A great first recipe is pulled pork. It takes a while, but is relatively simple. I'm a member of this site, and while it is focused on Weber, the concepts and recipes work on any cooker, and many of the members use serveral different kinds. Check out the recipes (under cooking topics) and the forums - it's a very friendly place: http://virtualweberbullet.com/


----------



## Putterrr (Dec 29, 2014)

Congrats. I haven't seen the smoker you list but I do have a Big Green Egg ceramic smoker. Adding a smokey flavour to BBQ's adds a whole new layers to cooking. 

The one thing I would suggest is a verg good thermometer. I suggest the Thermopen. Pricey but 3 second readings makes it the choice of chefs everywhere. The green egg owners have a website for tips, techniques and recipies. Perhaps your smoker has the same. 
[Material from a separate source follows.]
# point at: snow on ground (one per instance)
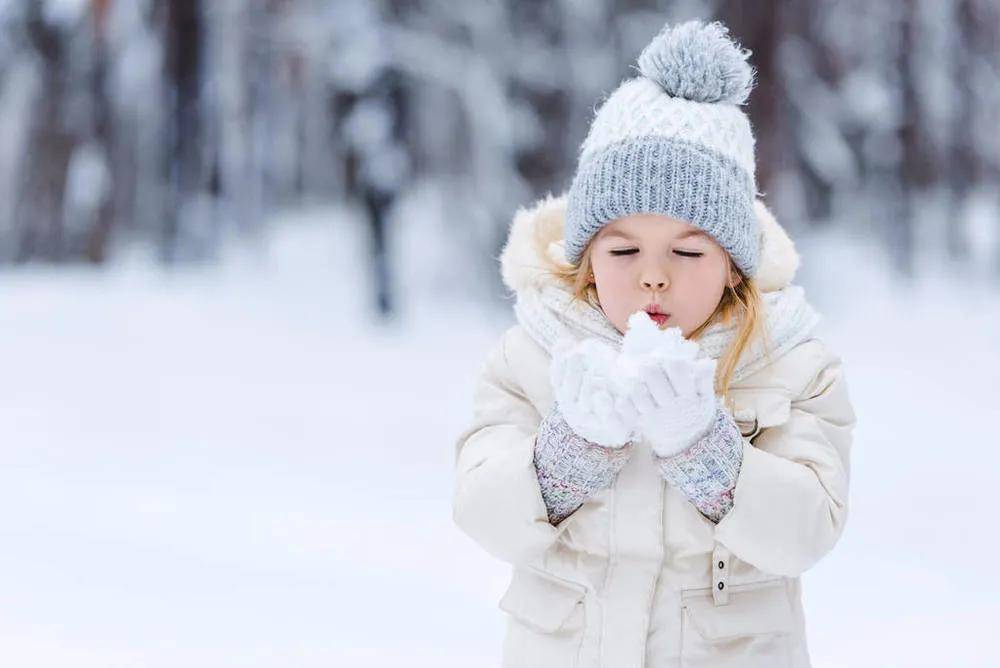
(240, 466)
I suggest you try a spatchcock chicken as it is simple and easy. 

http://www.nakedwhiz.com/spatch.htm

I would just cut down one side of the backbone and leave it attached. That way when put the bones in your slow cooker for soup, you will have extra flavour and meat.

The nakedwhiz site has lots of stuff. Mostly geared to my type of smoker but the principals are the same.

I love my green egg as much as making wine. I'm sure you will enjoy yours

cheers


----------



## Putterrr (Dec 29, 2014)

Boatboy24 said:


> Congrats! It's never too cold to grill or smoke. Then again, I don't live in Manitoba. :>
> 
> A great first recipe is pulled pork. It takes a while, but is relatively simple. I'm a member of this site, and while it is focused on Weber, the concepts and recipes work on any cooker, and many of the members use serveral different kinds. Check out the recipes (under cooking topics) and the forums - it's a very friendly place: http://virtualweberbullet.com/


 
Jim if you haven't, give the Turbo Pulled pork a try. Still great flavour but less than 5 hours. vs 12-18 depending on equipment and size of meat


----------



## Jericurl (Dec 29, 2014)

OMG, I'm so excited for you.

Manthing got a big BBQ grill combo thing this last summer. One side of it is a smoker.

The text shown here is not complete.